The report, entitled Women’s work: Mothers, children and the global childcare crisis, finds that mothers who have to work a formal job in addition to looking after children often see their quality of life and well-being, as well as their children’s, affected. According to the study, at least 35.5 million minors under the age of five spend at least an hour a day alone or under the supervision of another child aged under ten. The authors emphasised that this state of affairs is “no reflection of the love of their parents”.
“Across 66 countries representing two-thirds of the world’s population, women spent 3.3 times as much time as men on unpaid care,” said the report, compiled by Emma Samman, Elizabeth Presler-Marshall and Nicola Jones. In Iraq, women give up 10.5 weeks more than men per year in unpaid and unrecognised work. In Sweden, which proved to be the most egalitarian of all the countries surveyed, the difference was still 1.7 weeks.

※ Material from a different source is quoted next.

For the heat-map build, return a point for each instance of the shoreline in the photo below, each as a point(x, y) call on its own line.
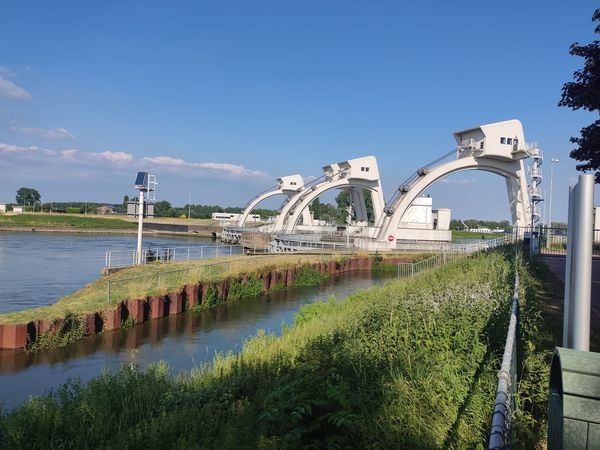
point(75, 230)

The fact that women spend more time than men carrying out household chores and unpaid care sometimes means they work less in recognised employment, contributing to social inequality. “But, when we combine paid and unpaid responsibilities, it is an indisputable fact that women work, on average, more than five weeks more than men,” added the ODI, which cross-referenced its findings with data taken from the United Nations.
“Policies are failing these women and girls. Often, it is assumed that time is only a problem for women that are in formal employment. Decision-makers often forget that the vast majority of women in developing countries work informally (129 million worldwide) and care for their children,” wrote the authors of the report. “We hope that policy-makers will now focus on women and their children and take steps to provide better protection,” Samman added.
Some countries are already succeeding in this regard. The report cited Vietnam as an example of a middle-income country that has approved a number of policies that have had a positive impact, for example, a minimum six month period of maternity leave with full pay, paid paternity leave and the requirement that employers allow their staff to attend maternity and antenatal classes. South Africa was also praised by the study for its ratification of the International Convention on Domestic Workers, which entered into force in September 2013.
The Sustainable Development Agenda, adopted by the UN last year, lists gender equality and empowerment of women and girls as one of its 17 goals. The fifth SDG calls for unpaid care and domestic work to be better recognised and for more responsibility to be shared within households.